金属植入物的发展逐渐将焦点从足够的机械强度转移到改善的生物相容性和无毒性，最后转移到快速骨整合。近来，Ti植入物的新领域和挑战已经被解决以提高生物活性，对抗细菌感染和生物膜形成以及调节炎症。这与多功能植入物的临床需求密切相关，多功能植入物能够对体液，细胞（成骨细胞，成纤维细胞，巨噬细胞）和病原体（细菌，病毒）同时具有多种特异性反应。这种具有多种生物刺激和表面反应的复杂系统是当前对生物材料和生物表面的研究的主要领域。考虑到相关论文的数量在过去七年中翻了一番，而且还没有一篇综述全面涵盖这一引人入胜的研究领域，因此本综述涵盖了自2010年以来针对Ti和Ti合金为此目的探索的策略。

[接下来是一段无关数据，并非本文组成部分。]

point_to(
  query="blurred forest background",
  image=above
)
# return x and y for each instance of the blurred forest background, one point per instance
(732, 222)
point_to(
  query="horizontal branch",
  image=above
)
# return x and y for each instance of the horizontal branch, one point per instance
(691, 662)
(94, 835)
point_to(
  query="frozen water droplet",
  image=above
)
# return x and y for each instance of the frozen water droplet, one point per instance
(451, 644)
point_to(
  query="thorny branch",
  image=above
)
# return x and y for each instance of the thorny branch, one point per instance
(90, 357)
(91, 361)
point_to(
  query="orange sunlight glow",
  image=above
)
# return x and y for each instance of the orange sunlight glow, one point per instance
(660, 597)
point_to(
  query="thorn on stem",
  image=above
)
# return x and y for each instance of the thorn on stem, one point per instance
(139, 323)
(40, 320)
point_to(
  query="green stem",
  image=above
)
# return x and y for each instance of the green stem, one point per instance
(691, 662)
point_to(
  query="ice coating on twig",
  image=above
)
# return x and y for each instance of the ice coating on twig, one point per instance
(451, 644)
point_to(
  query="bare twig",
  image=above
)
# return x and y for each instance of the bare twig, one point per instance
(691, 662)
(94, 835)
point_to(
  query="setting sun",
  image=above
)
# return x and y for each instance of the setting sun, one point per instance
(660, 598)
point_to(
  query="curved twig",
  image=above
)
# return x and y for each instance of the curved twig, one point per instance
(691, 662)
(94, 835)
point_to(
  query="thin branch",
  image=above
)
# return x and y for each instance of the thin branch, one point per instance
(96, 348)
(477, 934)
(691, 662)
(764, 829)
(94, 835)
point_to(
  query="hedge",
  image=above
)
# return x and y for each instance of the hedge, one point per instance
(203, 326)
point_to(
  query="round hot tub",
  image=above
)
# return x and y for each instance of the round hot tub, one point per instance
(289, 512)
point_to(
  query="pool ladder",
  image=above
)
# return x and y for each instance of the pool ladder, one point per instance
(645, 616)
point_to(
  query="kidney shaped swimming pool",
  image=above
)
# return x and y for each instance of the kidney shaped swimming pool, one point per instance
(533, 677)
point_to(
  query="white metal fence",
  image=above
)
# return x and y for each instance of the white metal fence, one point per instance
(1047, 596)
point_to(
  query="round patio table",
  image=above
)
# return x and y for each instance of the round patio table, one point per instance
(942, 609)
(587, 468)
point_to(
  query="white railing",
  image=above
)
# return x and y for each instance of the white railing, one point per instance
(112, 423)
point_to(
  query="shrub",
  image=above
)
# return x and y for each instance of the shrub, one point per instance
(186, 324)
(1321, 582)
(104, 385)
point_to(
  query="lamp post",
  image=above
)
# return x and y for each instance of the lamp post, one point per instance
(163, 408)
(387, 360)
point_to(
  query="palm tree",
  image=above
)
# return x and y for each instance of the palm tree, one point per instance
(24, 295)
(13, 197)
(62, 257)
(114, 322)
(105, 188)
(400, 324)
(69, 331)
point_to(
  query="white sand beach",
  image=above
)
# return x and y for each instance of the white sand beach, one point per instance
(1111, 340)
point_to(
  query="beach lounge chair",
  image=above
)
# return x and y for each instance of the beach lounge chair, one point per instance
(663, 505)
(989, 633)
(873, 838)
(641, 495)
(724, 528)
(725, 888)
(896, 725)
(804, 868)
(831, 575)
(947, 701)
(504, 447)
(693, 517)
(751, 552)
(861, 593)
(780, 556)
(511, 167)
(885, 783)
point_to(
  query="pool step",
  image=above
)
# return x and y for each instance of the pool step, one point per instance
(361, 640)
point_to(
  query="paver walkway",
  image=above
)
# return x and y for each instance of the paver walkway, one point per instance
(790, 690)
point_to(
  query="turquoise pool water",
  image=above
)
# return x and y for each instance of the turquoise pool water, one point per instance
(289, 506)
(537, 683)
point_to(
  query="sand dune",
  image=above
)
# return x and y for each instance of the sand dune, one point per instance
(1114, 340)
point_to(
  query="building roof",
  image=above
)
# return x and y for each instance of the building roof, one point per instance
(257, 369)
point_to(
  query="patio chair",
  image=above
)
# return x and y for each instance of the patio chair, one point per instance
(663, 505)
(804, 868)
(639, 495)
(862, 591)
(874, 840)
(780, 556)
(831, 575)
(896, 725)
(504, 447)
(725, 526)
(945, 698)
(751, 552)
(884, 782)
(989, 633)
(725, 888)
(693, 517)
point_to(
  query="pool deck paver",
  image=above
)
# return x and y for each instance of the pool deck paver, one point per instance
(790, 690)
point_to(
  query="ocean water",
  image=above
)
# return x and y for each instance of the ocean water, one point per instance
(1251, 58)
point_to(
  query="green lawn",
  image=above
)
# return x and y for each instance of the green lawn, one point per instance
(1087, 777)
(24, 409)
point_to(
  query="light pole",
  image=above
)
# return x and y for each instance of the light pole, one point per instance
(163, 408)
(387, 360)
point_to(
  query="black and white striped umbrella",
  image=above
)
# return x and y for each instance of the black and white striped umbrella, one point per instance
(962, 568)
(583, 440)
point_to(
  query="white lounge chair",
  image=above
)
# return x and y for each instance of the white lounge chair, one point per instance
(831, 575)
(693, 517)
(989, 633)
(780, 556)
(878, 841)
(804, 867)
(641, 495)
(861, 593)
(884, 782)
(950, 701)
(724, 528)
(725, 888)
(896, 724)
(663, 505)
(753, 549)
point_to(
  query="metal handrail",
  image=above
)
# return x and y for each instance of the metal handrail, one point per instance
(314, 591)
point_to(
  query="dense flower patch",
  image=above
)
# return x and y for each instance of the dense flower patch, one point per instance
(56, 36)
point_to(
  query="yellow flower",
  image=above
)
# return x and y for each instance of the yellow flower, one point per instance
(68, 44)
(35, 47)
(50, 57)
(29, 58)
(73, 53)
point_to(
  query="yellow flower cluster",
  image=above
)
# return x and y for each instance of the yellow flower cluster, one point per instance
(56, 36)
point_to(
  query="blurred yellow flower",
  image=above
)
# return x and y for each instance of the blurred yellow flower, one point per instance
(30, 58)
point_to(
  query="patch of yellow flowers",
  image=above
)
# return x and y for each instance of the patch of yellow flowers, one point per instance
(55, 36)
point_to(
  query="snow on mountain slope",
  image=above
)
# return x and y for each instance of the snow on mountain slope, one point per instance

生产多功能钛基表面所采用的不同方法包括使用厚的和薄的无机涂层，化学表面处理以及与有机涂层结合的功能化策略。

重要声明

根据能够同时对体液，细胞和病原体产生多种特定反应的多功能植入物的临床需求，Ti植入物的新领域已被提出来改善生物活性，对抗细菌感染和生物膜形成，例如以及炎症调节。这里回顾了自2010年以来的文献。已经提出了几种在Ti表面上获得生物活性和抗菌作用的策略，但是仍然需要针对几个方面进行优化。进一步的步骤将是在同一表面上结合已证明的调节炎症反应的能力。能够调节炎症并促进成骨的多功能表面的实现是一个巨大的挑战。